Disproportionation is a specific type of redox reaction in which the same element is simultaneously both oxidised and reduced. Chlorine undergoes disproportionation when it reacts with water and with cold, dilute sodium hydroxide solution.

Reaction of chlorine with water

When small amounts of chlorine are added to water, a disproportionation reaction occurs:

$\text{Cl}_2(aq) + \text{H}_2\text{O}(l) \rightarrow \text{HClO}(aq) + \text{HCl}(aq)$

The two products formed are both acids:

• Chloric(I) acid (hypochlorous acid, HClO)
• Hydrochloric acid (HCl)

Reaction of chlorine with cold, dilute sodium hydroxide

The reaction of chlorine with water has limited use because chlorine has low solubility in water. When the water contains dissolved sodium hydroxide, much more chlorine dissolves and another disproportionation reaction occurs:

$\text{Cl}_2(aq) + 2\text{NaOH}(aq) \rightarrow \text{NaClO}(aq) + \text{NaCl}(aq) + \text{H}_2\text{O}(l)$

The resulting solution contains a high concentration of chlorate(I) ions ($\text{ClO}^-$) from the sodium chlorate(I) (sodium hypochlorite, NaClO) that forms. This solution serves as household bleach, which is manufactured by reacting chlorine with cold dilute aqueous sodium hydroxide.

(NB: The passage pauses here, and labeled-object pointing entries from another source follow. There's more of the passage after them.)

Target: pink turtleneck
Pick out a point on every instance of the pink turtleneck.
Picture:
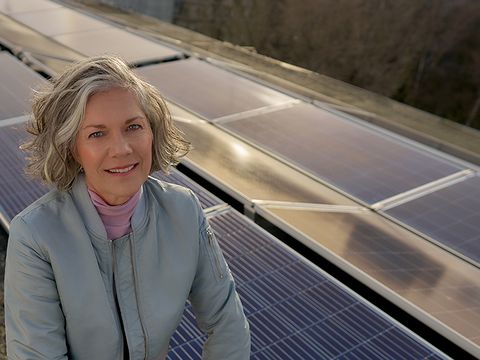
(116, 219)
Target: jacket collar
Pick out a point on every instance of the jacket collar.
(89, 214)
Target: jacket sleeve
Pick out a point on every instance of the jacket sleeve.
(34, 321)
(216, 304)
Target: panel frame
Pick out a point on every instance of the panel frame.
(384, 213)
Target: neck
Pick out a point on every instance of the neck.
(115, 218)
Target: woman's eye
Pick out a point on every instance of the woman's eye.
(134, 127)
(95, 134)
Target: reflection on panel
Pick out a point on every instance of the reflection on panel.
(206, 198)
(295, 311)
(443, 286)
(58, 21)
(113, 41)
(357, 160)
(46, 50)
(17, 190)
(243, 171)
(208, 90)
(17, 6)
(16, 83)
(450, 216)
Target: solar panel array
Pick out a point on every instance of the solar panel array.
(416, 275)
(273, 282)
(208, 90)
(295, 310)
(85, 34)
(16, 84)
(365, 164)
(362, 163)
(17, 190)
(451, 216)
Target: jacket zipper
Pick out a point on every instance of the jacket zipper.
(211, 242)
(135, 280)
(115, 295)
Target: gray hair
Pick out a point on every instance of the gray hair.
(59, 109)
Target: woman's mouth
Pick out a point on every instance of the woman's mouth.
(121, 170)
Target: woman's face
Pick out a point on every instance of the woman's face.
(114, 145)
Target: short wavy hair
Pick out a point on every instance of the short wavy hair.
(59, 109)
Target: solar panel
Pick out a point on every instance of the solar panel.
(365, 164)
(209, 91)
(450, 216)
(46, 50)
(113, 41)
(58, 21)
(206, 198)
(295, 310)
(16, 83)
(17, 190)
(246, 173)
(17, 6)
(431, 284)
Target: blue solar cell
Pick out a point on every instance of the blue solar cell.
(450, 216)
(368, 165)
(294, 310)
(209, 90)
(17, 190)
(17, 81)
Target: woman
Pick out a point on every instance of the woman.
(101, 267)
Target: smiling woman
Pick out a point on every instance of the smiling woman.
(101, 267)
(114, 145)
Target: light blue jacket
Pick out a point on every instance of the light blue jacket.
(62, 271)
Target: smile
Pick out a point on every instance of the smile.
(121, 170)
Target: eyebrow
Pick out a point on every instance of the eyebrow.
(101, 126)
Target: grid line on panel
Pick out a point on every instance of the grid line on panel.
(132, 48)
(309, 318)
(16, 86)
(367, 165)
(209, 91)
(449, 216)
(422, 277)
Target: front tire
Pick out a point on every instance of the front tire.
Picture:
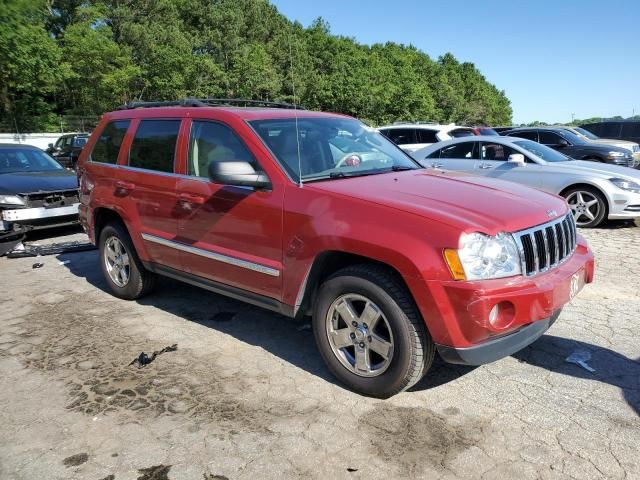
(588, 206)
(122, 269)
(369, 331)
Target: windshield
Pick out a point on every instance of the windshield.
(330, 148)
(572, 138)
(13, 160)
(586, 133)
(542, 151)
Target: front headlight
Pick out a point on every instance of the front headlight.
(481, 257)
(627, 185)
(11, 200)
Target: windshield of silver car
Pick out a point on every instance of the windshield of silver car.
(329, 148)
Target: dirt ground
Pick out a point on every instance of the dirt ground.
(246, 395)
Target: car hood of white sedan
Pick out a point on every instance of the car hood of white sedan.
(604, 169)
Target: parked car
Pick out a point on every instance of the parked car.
(413, 136)
(35, 191)
(622, 130)
(392, 261)
(574, 146)
(67, 149)
(594, 191)
(633, 147)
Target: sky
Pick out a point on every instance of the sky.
(553, 59)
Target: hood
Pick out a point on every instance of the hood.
(467, 202)
(31, 182)
(604, 170)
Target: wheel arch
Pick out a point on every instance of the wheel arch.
(324, 265)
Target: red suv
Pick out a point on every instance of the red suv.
(310, 213)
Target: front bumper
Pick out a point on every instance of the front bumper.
(36, 218)
(458, 313)
(497, 348)
(624, 205)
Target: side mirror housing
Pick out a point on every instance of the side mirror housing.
(237, 173)
(517, 159)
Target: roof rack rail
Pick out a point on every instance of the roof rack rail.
(210, 102)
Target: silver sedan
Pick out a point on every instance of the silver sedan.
(594, 191)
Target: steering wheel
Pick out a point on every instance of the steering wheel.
(349, 160)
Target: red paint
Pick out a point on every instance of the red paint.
(402, 219)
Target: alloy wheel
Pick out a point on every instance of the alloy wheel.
(359, 335)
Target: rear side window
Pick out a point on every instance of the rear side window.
(631, 130)
(401, 136)
(154, 145)
(108, 144)
(426, 136)
(214, 142)
(528, 135)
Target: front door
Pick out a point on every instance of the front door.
(147, 186)
(231, 235)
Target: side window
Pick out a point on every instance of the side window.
(550, 138)
(464, 150)
(528, 135)
(214, 142)
(610, 130)
(495, 151)
(426, 136)
(154, 145)
(108, 144)
(402, 136)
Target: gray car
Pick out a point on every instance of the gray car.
(594, 191)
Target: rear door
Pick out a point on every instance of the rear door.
(147, 186)
(231, 235)
(459, 156)
(493, 163)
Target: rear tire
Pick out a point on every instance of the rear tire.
(122, 269)
(384, 357)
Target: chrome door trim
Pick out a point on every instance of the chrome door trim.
(256, 267)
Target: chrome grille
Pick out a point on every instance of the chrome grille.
(546, 246)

Uses of chlorine in water purification and bleach

Chlorine in water treatment

Chlorine began to be used widely as a disinfectant for drinking water treatment over 100 years ago, revolutionising public health by dramatically reducing the incidence of waterborne diseases caused by harmful bacteria.

In water treatment facilities and swimming pools, chlorine is added to water in controlled amounts where it undergoes the disproportionation reaction described above. Chlorine tablets are often used in swimming pools and can be employed to purify water supplies following natural disasters.

Benefits and risks of chlorine use

Benefits:

• Ensures drinking water is safe to consume
• Kills harmful bacteria effectively
• Prevents diseases such as typhoid and cholera
• Essential for emergency water treatment after natural disasters

Risks:

• Chlorine is an extremely toxic gas
• Acts as a respiratory irritant even in small concentrations
• Large concentrations can be fatal
• Can react with organic hydrocarbons (such as methane from decaying vegetation) to form chlorinated hydrocarbons, which are suspected carcinogens

Tests for halide ions

Precipitation reactions with aqueous silver ions

Aqueous halide ions react with aqueous silver ions to form precipitates of silver halides. The general equation is:

$\text{Ag}^+(aq) + \text{X}^-(aq) \rightarrow \text{AgX}(s)$

where $\text{X}^-(aq)$ represents any halide ion in aqueous solution.

Halide ions as reducing agents

In displacement reactions between halogens and halide ions, the halogen gains electrons (is reduced) while the halide ion loses electrons (is oxidised). Therefore, halide ions act as reducing agents in these reactions.

The reducing ability of halide ions can be demonstrated through their reactions with sulfuric acid ($\text{H}_2\text{SO}_4$), which is a strong oxidising agent.

Chloride ions are not powerful enough to reduce sulfuric acid.

Bromide ions are more powerful reducing agents and can reduce sulfuric acid to sulfur dioxide ($\text{SO}_2$):

$2\text{H}^+ + \text{H}_2\text{SO}_4 + 2\text{Br}^- \rightarrow \text{SO}_2 + \text{Br}_2 + 2\text{H}_2\text{O}$

Notice that both the atoms and the charges balance in this equation.

Iodide ions are even more powerful reducing agents. They reduce the sulfur dioxide formed initially to sulfur (S), which is then reduced further to hydrogen sulfide ($\text{H}_2\text{S}$).